In a returnless fuel system, all fuel leaving the tank flows through the fuel injectors because there is not a return line for fuel to return to the fuel tank from the engine. As a result, any contamination (including rust) that forms in the fuel line will find its way to the fuel injectors. The fuel injector inlet has a filter screen to filter out small contaminants, such as rust. If enough debris accumulates on the fuel injector inlet filter screen, it will start to restrict fuel flow.

Recommendation/Instructions:
If the latest version of 03-06-04-030 leads to fuel injector replacement, inspect the fuel injector inlet filter screen for rust contamination. If rust contamination is present, replace the affected fuel injector. Replacement of all steel fuel lines is also recommended whenever rust is observed in an injector because there is a chance that rust remains in the steel fuel lines.
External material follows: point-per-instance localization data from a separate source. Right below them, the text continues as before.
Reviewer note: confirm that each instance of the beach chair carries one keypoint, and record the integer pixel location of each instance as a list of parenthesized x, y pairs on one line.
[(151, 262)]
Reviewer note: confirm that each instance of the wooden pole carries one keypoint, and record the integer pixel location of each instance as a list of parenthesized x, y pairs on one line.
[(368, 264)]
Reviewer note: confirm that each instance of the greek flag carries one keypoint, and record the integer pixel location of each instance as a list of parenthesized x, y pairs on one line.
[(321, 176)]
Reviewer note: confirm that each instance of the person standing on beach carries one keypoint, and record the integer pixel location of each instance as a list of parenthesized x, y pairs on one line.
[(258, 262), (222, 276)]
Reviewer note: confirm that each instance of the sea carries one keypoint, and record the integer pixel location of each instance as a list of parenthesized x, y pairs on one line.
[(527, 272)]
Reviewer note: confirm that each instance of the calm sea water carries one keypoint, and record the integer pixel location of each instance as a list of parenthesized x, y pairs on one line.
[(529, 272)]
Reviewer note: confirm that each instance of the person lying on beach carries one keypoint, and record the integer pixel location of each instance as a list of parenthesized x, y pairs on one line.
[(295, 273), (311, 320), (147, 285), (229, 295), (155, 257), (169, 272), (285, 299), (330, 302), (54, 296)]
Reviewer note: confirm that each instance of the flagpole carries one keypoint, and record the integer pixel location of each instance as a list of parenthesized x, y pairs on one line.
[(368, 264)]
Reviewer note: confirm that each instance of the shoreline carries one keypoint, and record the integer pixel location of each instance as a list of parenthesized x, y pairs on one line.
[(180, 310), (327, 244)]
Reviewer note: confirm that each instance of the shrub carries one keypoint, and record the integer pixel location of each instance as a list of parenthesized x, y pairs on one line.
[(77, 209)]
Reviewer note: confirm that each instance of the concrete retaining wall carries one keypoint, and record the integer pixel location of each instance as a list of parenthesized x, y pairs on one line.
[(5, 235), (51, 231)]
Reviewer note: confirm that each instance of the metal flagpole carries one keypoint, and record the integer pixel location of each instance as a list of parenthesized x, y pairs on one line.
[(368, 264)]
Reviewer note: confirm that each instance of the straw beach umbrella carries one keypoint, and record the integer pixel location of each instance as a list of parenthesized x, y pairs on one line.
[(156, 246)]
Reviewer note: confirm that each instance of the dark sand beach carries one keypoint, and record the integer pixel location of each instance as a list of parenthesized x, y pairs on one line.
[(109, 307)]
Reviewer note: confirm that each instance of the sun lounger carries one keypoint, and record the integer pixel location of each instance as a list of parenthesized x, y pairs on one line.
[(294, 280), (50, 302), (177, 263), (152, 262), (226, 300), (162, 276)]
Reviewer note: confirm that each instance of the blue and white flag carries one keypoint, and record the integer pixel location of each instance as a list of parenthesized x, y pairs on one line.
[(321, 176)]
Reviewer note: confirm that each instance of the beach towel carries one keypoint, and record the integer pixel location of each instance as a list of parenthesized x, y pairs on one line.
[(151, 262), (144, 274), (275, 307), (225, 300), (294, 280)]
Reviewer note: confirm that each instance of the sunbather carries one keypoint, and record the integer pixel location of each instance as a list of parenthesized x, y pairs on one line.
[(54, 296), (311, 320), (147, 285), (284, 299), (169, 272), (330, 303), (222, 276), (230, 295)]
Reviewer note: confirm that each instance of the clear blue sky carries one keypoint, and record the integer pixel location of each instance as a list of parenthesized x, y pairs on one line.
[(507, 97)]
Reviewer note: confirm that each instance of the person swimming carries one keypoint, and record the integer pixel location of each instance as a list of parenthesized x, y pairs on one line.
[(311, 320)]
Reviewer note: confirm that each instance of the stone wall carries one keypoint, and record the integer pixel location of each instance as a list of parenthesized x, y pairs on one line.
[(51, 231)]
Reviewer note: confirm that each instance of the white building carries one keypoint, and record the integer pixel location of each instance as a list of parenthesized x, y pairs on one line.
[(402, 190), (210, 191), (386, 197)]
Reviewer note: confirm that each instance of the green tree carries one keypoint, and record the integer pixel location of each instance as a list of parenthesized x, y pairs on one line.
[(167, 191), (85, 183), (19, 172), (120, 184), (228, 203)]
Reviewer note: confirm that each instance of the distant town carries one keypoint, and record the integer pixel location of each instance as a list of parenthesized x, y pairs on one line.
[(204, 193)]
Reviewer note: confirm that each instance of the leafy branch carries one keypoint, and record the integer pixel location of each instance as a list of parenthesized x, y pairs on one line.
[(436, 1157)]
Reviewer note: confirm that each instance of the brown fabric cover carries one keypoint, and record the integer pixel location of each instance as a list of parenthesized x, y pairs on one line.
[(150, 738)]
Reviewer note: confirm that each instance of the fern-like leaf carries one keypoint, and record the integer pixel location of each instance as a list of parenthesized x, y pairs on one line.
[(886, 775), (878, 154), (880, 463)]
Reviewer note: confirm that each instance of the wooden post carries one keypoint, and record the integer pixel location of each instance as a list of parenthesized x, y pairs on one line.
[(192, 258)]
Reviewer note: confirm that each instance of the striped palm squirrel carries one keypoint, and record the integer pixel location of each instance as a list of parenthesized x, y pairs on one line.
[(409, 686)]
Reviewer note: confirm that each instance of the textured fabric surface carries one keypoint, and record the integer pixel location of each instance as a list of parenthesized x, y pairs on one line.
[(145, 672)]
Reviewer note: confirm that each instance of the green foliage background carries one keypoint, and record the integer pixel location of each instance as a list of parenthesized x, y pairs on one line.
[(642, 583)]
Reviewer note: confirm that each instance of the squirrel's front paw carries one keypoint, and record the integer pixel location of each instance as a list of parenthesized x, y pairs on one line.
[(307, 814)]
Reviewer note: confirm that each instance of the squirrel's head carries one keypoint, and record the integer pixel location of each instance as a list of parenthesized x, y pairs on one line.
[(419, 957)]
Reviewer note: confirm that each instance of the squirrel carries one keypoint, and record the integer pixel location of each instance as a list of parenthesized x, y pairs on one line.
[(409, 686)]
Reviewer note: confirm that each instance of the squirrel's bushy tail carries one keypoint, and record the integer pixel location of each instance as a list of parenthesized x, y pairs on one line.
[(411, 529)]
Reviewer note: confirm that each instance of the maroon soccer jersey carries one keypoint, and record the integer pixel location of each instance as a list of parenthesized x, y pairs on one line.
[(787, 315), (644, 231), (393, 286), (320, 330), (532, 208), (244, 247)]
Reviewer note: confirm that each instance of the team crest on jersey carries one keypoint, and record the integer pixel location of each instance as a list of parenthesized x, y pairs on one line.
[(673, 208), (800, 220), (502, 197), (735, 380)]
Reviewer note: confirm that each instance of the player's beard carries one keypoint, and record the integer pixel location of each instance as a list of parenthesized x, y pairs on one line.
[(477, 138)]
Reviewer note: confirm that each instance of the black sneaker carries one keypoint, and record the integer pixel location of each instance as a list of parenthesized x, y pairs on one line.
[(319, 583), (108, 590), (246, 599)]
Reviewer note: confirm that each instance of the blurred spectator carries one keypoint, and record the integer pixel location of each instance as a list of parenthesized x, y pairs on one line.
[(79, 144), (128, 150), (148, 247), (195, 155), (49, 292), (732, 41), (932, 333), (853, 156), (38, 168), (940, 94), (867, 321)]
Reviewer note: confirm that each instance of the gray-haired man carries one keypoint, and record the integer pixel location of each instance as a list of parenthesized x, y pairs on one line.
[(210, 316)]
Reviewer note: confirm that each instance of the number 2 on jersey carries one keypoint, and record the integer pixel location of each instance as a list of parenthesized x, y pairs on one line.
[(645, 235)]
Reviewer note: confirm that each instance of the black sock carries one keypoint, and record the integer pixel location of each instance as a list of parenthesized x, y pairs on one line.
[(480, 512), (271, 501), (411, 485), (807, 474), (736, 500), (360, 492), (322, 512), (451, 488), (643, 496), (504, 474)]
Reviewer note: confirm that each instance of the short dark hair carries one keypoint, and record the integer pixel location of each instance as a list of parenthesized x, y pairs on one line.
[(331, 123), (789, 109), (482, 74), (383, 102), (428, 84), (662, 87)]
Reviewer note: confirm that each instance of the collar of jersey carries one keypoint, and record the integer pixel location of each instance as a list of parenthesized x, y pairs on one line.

Also inspect for rust in the fuel tank, which indicates that water may be present. If present, it could affect uncoated portions of the fuel pump and filter assembly and the fuel lines, and could lead to a re-occurrence. If rust is observed in the fuel tank, follow the Fuel System Cleaning Procedure in SI to clean the inside of the fuel tank and refill with clean fuel. Also inspect the in-tank fuel pump module and filter assembly, and replace as necessary.

Using GM Fuel System Treatment PLUS (at oil change intervals) can protect against the affects of water and certain contaminants that may be present in some poor quality fuels.

Please follow this diagnostic or repair process thoroughly and complete each step. If the condition exhibited is resolved without completing every step, the remaining steps do not need to be performed.

GM bulletins are intended for use by professional technicians, NOT a "do-it-yourselfer". They are written to inform these technicians of conditions that may occur on some vehicles, or to provide information that could assist in the proper service of a vehicle. Properly trained technicians have the equipment, tools, safety instructions, and know-how to do a job properly and safely. If a condition is described, DO NOT assume that the bulletin applies to your vehicle, or that your vehicle will have that condition. See your GM dealer for information on whether your vehicle may benefit from the information.